Super is currently paid quarterly, meaning there’s plenty of opportunities for payments to slip through the cracks – sometimes deliberately. That adds up to a loss of almost $6 billion, according to Mr Dean.
“One in three workers [is] seeing on their payslip an amount that is suggested is making it to their super account, but it’s not,” Mr Dean told the standing committee on economics on Friday.
Mr Dean suggested that Australian workers should instead be paid super on payday to ensure the payments are being made regularly, calling the idea “a no-brainer”.
“The community [gets] it. They see this as a work entitlement. And we’ve seen what’s happened in recent weeks and months to those companies that have inadvertently or by design underpaid wages.”
Unpaid super hurts not just employees, but employers who do obey the law.
“It’s a terribly uneven playing field out there for employers that are paying super on time and in accordance with the law. Those that aren’t are gaining an inside run to winning contracts and to getting their costs down,” he said.
While the Recovering Unpaid Superannuation Bill is now before the senate, Mr Dean says it tackles the problem “from the wrong end” by offering amnesties to people who come forward about not paying super.

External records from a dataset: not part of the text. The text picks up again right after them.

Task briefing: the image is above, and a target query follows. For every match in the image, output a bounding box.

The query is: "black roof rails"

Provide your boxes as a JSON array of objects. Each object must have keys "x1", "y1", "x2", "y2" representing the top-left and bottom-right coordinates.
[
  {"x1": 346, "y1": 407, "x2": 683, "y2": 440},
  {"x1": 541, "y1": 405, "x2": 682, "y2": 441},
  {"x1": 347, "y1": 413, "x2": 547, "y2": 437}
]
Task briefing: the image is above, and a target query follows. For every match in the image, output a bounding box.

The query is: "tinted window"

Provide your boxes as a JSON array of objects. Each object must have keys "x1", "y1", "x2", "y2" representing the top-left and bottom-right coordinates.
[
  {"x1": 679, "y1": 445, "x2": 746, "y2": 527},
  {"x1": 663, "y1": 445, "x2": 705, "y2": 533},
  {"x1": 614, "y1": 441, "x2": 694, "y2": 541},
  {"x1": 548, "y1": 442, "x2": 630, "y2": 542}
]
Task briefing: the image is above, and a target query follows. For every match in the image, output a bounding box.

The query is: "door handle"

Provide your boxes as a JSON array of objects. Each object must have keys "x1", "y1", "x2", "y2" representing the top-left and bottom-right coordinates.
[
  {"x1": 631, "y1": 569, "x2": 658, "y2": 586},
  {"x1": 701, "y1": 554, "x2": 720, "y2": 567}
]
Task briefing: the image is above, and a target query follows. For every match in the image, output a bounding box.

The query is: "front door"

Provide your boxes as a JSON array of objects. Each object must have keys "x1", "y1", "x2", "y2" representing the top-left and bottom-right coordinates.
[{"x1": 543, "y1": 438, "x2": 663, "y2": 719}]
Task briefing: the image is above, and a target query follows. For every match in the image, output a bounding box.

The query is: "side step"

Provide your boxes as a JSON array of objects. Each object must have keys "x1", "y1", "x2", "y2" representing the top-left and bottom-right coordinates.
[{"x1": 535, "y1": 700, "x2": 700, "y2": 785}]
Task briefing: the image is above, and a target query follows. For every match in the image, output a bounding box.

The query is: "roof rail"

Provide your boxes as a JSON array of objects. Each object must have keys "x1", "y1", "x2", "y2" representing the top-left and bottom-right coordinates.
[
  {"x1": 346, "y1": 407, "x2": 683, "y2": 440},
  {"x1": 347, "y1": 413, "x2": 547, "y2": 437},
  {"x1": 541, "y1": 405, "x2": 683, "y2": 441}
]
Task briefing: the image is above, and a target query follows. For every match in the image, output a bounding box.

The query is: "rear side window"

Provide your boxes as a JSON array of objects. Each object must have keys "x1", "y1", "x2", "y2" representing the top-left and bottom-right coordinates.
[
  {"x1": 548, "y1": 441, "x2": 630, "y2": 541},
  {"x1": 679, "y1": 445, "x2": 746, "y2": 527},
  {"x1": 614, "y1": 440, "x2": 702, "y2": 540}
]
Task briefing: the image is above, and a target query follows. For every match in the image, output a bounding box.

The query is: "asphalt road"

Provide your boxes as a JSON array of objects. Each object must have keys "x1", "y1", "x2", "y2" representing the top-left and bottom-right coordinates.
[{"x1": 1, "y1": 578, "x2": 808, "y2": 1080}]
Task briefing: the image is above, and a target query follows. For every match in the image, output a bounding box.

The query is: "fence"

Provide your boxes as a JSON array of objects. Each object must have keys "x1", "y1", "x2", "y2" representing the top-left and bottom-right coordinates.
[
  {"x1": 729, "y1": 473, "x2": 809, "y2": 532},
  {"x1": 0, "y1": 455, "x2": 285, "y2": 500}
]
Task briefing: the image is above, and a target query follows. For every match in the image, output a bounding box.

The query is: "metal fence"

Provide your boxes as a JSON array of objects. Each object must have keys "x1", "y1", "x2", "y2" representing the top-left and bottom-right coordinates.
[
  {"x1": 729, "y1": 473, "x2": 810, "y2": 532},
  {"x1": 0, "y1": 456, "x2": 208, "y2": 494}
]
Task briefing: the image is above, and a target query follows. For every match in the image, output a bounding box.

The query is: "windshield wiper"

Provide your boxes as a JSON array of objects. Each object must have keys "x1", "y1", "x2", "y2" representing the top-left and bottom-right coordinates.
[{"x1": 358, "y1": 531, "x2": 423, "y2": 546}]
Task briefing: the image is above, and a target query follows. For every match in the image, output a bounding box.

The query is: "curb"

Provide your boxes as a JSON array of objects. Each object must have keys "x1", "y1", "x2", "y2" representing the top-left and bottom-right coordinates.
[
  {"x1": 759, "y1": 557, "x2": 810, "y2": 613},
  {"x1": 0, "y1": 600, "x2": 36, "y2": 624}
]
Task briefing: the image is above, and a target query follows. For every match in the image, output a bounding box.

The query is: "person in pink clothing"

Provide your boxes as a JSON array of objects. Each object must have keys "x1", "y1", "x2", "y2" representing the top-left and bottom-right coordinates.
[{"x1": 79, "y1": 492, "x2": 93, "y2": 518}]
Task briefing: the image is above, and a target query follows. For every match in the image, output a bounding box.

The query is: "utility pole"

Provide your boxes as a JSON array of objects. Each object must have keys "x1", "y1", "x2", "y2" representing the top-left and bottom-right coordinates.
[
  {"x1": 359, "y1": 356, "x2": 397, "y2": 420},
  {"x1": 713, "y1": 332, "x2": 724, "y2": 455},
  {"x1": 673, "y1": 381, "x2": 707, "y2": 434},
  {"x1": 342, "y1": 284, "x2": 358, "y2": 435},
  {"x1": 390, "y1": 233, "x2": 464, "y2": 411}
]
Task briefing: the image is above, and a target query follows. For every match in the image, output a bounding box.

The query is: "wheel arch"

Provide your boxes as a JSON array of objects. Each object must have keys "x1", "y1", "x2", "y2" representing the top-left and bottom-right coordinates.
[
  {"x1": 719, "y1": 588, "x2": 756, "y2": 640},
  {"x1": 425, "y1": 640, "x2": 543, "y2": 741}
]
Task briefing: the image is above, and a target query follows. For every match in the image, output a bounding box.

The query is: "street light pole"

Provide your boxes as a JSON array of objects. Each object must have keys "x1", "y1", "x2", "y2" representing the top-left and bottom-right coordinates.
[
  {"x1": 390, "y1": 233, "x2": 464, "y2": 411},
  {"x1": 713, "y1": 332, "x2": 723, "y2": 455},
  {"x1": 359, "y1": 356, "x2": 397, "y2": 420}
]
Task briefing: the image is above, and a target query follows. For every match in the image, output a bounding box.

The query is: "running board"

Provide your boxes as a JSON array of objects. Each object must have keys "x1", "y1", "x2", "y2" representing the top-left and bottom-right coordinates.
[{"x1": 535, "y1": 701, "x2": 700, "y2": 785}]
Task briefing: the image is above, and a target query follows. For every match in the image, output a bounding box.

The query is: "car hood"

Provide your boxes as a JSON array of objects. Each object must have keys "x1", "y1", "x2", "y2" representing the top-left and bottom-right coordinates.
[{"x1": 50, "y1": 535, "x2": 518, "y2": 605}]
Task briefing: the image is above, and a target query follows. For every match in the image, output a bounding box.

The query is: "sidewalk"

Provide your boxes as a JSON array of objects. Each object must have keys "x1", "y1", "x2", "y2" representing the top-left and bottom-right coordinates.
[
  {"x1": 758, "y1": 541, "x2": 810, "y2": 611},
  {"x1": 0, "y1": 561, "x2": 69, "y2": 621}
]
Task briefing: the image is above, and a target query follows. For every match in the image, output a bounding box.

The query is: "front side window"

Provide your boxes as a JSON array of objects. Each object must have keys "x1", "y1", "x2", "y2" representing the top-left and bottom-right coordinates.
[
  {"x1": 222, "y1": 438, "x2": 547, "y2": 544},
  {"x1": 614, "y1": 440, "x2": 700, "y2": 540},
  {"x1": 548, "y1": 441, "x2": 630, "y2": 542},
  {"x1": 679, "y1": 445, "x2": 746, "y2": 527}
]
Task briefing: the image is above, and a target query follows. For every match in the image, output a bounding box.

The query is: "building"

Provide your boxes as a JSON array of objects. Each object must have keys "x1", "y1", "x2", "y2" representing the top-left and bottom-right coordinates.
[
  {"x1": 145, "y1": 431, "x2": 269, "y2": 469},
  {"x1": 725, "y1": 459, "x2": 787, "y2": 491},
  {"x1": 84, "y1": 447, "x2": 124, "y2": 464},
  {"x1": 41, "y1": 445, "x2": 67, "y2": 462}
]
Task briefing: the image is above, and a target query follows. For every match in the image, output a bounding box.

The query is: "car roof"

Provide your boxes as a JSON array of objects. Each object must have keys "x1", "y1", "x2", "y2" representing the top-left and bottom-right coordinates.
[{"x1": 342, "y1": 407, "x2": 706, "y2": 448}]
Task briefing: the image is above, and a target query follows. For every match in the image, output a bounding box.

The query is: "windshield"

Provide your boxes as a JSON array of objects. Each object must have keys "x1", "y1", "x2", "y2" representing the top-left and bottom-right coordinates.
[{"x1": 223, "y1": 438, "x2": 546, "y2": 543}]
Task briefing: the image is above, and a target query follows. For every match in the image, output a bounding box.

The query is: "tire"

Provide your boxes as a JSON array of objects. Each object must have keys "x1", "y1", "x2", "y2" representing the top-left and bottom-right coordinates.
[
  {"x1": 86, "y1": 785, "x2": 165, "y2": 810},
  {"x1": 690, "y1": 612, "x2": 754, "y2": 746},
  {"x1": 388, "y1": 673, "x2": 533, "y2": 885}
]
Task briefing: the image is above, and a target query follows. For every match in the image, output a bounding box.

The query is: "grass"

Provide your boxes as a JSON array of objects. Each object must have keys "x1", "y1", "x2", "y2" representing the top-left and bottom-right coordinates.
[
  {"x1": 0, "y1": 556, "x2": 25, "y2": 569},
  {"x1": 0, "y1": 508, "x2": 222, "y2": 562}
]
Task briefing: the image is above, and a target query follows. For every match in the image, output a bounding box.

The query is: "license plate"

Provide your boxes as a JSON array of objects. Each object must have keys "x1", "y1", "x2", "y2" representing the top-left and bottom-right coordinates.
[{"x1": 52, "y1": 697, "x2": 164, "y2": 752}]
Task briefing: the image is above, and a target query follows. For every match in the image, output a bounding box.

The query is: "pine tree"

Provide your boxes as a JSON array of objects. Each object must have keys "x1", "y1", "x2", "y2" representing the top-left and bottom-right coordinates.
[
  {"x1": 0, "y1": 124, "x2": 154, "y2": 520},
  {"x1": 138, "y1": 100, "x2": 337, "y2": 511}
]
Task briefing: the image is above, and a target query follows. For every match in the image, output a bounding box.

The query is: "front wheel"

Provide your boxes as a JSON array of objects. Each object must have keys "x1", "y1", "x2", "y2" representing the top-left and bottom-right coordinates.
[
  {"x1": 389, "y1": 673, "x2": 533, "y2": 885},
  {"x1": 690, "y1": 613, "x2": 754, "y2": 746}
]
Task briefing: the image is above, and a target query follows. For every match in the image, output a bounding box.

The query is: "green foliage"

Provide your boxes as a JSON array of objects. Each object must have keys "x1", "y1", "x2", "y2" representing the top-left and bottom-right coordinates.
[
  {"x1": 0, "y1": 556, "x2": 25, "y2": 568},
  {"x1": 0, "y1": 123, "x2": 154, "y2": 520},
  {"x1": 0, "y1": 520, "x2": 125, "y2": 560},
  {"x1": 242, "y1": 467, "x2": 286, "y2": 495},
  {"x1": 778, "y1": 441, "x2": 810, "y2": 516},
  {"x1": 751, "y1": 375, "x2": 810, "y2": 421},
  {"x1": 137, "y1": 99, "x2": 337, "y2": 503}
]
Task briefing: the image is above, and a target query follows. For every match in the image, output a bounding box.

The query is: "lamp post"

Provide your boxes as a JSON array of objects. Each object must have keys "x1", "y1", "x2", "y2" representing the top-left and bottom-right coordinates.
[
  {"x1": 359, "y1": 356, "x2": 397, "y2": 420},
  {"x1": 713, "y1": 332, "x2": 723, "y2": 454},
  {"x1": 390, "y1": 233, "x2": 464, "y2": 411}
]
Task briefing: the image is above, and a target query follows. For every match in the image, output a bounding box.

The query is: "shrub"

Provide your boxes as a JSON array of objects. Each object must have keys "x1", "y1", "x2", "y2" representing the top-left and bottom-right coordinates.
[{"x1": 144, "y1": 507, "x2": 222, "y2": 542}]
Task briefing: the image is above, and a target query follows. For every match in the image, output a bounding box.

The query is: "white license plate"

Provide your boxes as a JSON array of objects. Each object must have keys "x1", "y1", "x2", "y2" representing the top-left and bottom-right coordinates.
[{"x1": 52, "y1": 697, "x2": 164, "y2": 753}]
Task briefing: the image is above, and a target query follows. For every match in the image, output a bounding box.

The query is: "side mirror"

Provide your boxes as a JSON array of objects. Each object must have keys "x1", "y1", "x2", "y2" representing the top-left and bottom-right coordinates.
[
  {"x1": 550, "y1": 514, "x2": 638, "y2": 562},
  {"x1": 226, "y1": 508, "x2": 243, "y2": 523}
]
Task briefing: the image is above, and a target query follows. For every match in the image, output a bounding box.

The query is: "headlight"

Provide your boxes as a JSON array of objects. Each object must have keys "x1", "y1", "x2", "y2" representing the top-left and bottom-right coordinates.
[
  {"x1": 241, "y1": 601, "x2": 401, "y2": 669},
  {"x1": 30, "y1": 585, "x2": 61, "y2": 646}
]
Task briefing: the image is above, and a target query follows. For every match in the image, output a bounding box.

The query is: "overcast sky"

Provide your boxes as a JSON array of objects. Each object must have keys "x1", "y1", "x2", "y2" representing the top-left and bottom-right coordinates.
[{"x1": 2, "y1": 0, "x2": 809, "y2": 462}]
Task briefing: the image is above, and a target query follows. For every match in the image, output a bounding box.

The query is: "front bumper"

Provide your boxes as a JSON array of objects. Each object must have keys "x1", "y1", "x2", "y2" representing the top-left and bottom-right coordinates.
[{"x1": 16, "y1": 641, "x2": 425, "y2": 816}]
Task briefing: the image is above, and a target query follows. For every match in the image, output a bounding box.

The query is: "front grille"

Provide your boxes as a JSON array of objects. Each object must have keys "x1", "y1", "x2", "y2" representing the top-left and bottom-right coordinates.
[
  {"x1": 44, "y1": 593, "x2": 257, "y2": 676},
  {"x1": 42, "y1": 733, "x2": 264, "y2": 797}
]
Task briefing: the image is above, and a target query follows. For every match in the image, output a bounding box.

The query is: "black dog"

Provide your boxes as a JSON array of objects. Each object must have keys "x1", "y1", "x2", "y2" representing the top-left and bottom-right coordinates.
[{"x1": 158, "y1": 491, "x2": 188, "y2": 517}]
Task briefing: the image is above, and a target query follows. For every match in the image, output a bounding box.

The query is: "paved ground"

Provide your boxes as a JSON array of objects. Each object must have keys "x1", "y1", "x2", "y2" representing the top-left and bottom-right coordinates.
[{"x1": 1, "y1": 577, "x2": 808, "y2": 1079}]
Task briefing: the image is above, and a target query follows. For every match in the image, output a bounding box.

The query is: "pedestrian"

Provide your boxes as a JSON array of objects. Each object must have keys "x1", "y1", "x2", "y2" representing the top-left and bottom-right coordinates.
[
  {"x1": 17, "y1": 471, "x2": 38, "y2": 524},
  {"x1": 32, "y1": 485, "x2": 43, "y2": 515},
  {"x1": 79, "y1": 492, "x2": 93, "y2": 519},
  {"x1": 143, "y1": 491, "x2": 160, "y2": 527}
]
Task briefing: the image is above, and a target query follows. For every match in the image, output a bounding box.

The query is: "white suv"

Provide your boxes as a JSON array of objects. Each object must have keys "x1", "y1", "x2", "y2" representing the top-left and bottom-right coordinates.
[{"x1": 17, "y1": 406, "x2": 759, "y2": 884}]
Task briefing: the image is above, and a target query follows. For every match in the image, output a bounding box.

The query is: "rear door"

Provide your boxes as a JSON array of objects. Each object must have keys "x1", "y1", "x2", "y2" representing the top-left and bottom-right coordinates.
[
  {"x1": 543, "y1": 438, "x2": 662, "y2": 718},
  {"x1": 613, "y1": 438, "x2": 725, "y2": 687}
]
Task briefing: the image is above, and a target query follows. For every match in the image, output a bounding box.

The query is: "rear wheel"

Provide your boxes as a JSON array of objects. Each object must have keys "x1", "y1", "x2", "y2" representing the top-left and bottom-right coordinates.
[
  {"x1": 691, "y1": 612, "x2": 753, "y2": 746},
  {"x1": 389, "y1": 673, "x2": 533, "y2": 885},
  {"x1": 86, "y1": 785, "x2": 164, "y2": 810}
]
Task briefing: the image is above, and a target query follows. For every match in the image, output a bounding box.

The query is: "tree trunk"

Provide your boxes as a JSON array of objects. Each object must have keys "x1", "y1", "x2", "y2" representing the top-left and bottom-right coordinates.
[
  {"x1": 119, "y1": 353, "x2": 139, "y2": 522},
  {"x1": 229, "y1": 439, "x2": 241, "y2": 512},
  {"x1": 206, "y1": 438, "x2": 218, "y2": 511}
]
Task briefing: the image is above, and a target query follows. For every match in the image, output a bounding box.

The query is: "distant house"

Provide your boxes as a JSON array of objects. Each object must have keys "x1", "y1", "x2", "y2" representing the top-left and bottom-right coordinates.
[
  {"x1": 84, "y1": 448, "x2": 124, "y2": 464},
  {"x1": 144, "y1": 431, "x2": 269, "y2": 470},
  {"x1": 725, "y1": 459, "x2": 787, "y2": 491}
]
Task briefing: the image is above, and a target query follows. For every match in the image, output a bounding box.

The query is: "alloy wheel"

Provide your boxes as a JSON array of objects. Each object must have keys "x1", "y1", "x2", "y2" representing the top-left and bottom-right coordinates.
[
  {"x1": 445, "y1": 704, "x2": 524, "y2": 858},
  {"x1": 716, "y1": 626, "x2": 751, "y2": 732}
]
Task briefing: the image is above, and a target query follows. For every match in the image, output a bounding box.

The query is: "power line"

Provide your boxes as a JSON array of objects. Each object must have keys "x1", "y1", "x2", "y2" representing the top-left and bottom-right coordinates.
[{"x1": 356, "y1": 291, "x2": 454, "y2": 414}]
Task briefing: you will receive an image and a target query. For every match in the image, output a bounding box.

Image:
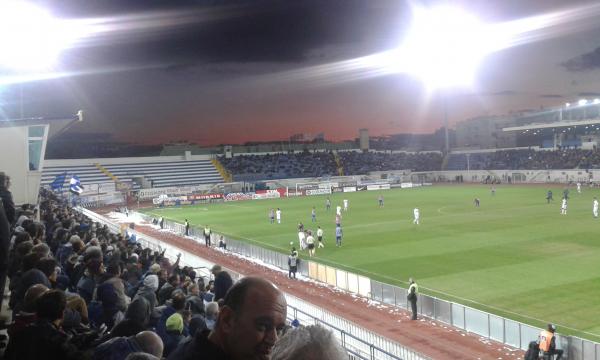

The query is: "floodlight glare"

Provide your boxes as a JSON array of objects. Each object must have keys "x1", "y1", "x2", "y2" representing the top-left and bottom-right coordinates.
[
  {"x1": 578, "y1": 99, "x2": 588, "y2": 106},
  {"x1": 594, "y1": 99, "x2": 600, "y2": 104},
  {"x1": 565, "y1": 102, "x2": 571, "y2": 107},
  {"x1": 393, "y1": 5, "x2": 506, "y2": 90},
  {"x1": 0, "y1": 1, "x2": 87, "y2": 70}
]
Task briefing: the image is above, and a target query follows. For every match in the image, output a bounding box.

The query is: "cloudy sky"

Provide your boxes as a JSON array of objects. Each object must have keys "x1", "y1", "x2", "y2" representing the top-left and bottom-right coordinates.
[{"x1": 3, "y1": 0, "x2": 600, "y2": 145}]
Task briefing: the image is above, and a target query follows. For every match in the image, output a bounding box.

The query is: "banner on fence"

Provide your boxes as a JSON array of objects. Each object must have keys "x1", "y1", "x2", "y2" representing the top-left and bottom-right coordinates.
[
  {"x1": 366, "y1": 184, "x2": 391, "y2": 191},
  {"x1": 139, "y1": 185, "x2": 204, "y2": 199},
  {"x1": 188, "y1": 194, "x2": 223, "y2": 200},
  {"x1": 305, "y1": 188, "x2": 332, "y2": 196},
  {"x1": 343, "y1": 186, "x2": 356, "y2": 192},
  {"x1": 225, "y1": 192, "x2": 254, "y2": 201}
]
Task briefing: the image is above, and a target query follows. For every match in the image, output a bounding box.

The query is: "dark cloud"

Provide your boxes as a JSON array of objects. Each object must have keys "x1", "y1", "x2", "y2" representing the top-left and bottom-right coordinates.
[
  {"x1": 562, "y1": 47, "x2": 600, "y2": 72},
  {"x1": 577, "y1": 92, "x2": 600, "y2": 97},
  {"x1": 540, "y1": 94, "x2": 563, "y2": 98},
  {"x1": 491, "y1": 90, "x2": 517, "y2": 96},
  {"x1": 44, "y1": 0, "x2": 404, "y2": 72}
]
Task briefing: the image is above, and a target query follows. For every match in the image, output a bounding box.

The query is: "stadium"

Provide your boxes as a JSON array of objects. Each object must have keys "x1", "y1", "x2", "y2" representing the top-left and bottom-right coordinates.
[{"x1": 2, "y1": 1, "x2": 600, "y2": 360}]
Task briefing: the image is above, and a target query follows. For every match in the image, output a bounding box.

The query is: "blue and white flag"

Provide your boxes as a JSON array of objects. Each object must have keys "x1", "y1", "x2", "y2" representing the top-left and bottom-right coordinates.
[
  {"x1": 69, "y1": 175, "x2": 83, "y2": 195},
  {"x1": 50, "y1": 171, "x2": 67, "y2": 191}
]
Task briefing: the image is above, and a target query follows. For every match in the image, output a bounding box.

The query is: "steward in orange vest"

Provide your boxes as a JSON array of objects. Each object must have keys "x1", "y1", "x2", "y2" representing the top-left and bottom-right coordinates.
[{"x1": 539, "y1": 324, "x2": 563, "y2": 360}]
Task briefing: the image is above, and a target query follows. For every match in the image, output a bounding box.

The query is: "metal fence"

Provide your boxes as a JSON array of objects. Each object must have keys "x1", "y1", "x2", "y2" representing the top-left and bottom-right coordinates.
[{"x1": 133, "y1": 212, "x2": 600, "y2": 360}]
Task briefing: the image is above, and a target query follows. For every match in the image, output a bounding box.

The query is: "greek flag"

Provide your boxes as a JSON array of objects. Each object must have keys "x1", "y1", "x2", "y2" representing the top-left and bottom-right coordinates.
[
  {"x1": 69, "y1": 175, "x2": 83, "y2": 195},
  {"x1": 50, "y1": 172, "x2": 67, "y2": 191}
]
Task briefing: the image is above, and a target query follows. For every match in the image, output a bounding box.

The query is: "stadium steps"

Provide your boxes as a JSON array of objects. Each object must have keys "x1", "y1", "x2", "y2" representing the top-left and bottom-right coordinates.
[
  {"x1": 211, "y1": 158, "x2": 232, "y2": 182},
  {"x1": 42, "y1": 159, "x2": 224, "y2": 189}
]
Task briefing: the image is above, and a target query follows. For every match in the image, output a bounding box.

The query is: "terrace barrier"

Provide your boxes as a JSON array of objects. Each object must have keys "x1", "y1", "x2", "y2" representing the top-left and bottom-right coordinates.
[{"x1": 78, "y1": 208, "x2": 427, "y2": 360}]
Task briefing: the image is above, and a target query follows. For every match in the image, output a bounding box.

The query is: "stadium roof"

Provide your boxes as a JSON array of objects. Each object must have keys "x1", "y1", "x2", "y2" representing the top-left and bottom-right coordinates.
[{"x1": 503, "y1": 118, "x2": 600, "y2": 132}]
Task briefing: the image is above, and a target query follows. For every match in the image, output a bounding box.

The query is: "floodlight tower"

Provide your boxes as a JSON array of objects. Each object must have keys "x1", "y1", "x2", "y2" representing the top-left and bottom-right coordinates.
[{"x1": 396, "y1": 5, "x2": 496, "y2": 153}]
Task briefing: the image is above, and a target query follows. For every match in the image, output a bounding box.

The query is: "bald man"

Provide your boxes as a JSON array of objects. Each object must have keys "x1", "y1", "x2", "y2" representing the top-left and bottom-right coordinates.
[{"x1": 169, "y1": 276, "x2": 287, "y2": 360}]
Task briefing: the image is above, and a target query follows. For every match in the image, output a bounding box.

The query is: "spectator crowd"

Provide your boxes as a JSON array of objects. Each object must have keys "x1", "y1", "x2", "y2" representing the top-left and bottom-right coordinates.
[
  {"x1": 448, "y1": 148, "x2": 600, "y2": 171},
  {"x1": 0, "y1": 172, "x2": 348, "y2": 360},
  {"x1": 220, "y1": 151, "x2": 443, "y2": 180}
]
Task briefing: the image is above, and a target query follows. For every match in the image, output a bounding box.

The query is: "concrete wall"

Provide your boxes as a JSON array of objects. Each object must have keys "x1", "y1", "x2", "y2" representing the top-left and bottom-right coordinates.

“If you know a third of the national workforce is missing out on superannuation through those employers, either inadvertently or by design… Would your first thought be to give them a free pass from a penalty?” he said
Mr Dean says that advances in financial technology should make the process of implementing a super-on-payday scheme easier.
“With the increased technology and e-commerce ecosystem, you really have to ask yourself whether an employer would have to actually go out of their way not to pay super on payday,” he said.